It has been over 18 months since the Pentagon declared that women should be allowed to serve in frontline combat and special operations positions in the military. Now, the U.S. is finally seeing its first two female candidates for elite special operations jobs in the navy.
This past June, two women were reported to be in boot camp as candidates for the Navy’s Special Warfare Combatant-Craft Crewman Program. Due to security concerns, the names of these candidates cannot be disclosed. (Troops often need to guard their identities, as public attention could negatively affect their careers.)
We do know, however, that one of the women is in the training pipeline to become a SEAL officer, and that the other is on the path to becoming a Special Warfare Combatant Crewman (SWCC). Moreover, another woman has applied for a spot in the SEAL officer selection process for 2018. She is currently a junior in a college ROTC program.
“They are the first candidates that have made it this far in the process,” says Lt. Commander Mark Walton.
The Air Force, Marine Corps, and Army have seen multiple female candidates for their special operations positions, but have yet to announce a successful accession. Every potential officer must go through many physically and mentally demanding tests in their training, and few people make it past these rigorous exams.
The accession pipeline for the job, or the training program designed to provide understanding and knowledge of the practices and requirements for certification, includes several screening evaluations, recruit training at the Navy’s Great Lakes Illinois boot camp, and then Basic Underwater Demolition School Training (BUD/S).
This training is designed to be extremely physically and mentally demanding.

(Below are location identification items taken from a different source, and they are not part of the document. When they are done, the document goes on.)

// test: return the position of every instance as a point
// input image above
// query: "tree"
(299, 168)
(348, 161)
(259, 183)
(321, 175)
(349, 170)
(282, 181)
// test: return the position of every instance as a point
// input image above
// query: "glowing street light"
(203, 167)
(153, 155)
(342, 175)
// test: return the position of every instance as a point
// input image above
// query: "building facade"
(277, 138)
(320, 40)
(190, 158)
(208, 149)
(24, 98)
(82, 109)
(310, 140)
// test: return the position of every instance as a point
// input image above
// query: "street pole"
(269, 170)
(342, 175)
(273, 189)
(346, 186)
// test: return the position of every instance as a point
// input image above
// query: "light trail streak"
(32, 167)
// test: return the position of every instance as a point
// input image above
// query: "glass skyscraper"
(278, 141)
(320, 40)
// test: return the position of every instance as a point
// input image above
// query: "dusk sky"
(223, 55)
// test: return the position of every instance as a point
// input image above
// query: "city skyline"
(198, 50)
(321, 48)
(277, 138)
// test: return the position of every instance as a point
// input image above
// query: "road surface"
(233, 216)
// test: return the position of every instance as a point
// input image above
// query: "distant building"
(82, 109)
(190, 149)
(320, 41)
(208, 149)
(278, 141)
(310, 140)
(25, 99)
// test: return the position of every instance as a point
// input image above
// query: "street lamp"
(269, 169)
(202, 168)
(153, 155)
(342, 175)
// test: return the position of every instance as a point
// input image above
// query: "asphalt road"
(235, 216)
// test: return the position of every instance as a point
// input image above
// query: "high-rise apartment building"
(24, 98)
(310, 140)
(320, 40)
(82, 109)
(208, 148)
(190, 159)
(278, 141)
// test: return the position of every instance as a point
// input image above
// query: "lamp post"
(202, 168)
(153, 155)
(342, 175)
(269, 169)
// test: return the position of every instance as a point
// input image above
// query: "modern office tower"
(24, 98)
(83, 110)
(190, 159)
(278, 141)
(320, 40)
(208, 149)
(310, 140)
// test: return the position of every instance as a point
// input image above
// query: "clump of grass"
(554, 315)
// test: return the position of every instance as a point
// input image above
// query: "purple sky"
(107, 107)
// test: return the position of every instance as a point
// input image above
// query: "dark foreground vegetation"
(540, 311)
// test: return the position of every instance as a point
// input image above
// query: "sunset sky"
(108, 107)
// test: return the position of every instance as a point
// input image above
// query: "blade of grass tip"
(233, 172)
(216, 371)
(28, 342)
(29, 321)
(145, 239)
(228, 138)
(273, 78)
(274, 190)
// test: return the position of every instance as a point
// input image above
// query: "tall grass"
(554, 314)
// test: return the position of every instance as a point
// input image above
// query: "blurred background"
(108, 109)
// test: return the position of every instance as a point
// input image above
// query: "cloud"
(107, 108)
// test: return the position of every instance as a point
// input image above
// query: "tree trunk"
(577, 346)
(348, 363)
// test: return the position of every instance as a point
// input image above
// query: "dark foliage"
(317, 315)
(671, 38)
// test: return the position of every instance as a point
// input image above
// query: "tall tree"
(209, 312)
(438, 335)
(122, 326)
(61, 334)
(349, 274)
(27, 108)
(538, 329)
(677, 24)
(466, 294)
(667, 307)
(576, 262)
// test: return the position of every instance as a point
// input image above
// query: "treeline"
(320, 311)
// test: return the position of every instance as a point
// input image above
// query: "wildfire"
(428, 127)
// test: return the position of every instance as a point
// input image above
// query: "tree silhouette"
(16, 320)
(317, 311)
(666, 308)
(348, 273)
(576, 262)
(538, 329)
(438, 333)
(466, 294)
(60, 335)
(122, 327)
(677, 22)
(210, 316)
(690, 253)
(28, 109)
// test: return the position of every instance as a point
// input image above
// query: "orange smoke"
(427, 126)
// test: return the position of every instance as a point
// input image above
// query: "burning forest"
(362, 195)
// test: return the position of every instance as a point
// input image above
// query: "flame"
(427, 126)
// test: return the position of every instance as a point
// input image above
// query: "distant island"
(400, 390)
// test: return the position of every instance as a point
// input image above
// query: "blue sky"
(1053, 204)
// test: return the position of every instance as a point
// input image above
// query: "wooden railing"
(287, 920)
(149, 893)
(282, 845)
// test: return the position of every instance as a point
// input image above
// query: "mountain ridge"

Additionally, female candidates have to perform the same training as men. What makes this training so difficult is different for everyone.
“It could be the physical stuff, it could be mental, it could be medical. There could be a lot of different reasons,” says Walton.
The Navy says that it is ready to be inclusive, and has taken the proper steps to begin the smooth integration of women into the program. Its curriculums and policies have been thoroughly reviewed, and facilities have been evaluated to determine any changes that might need to take place in order to properly accommodate women. Minor changes were made, for instance, to lodging facilities and approved uniform items.
These women represent a major milestone for the Navy and for the military in general. The navy has previously allowed women into every career field except for the SEALs and SWCC community. There are about 1,000 SEAL candidates who begin training every year; however, usually only about 200-250 make it.
“It would be premature to speculate as to when we will see the first women SEAL or SWCC graduate,” points out Captain Jason Salata. “It may take months and potentially years.”
It is safe to say that everyone is rooting for these ladies, and hopefully we will see a woman SEAL and SWCC graduate this year.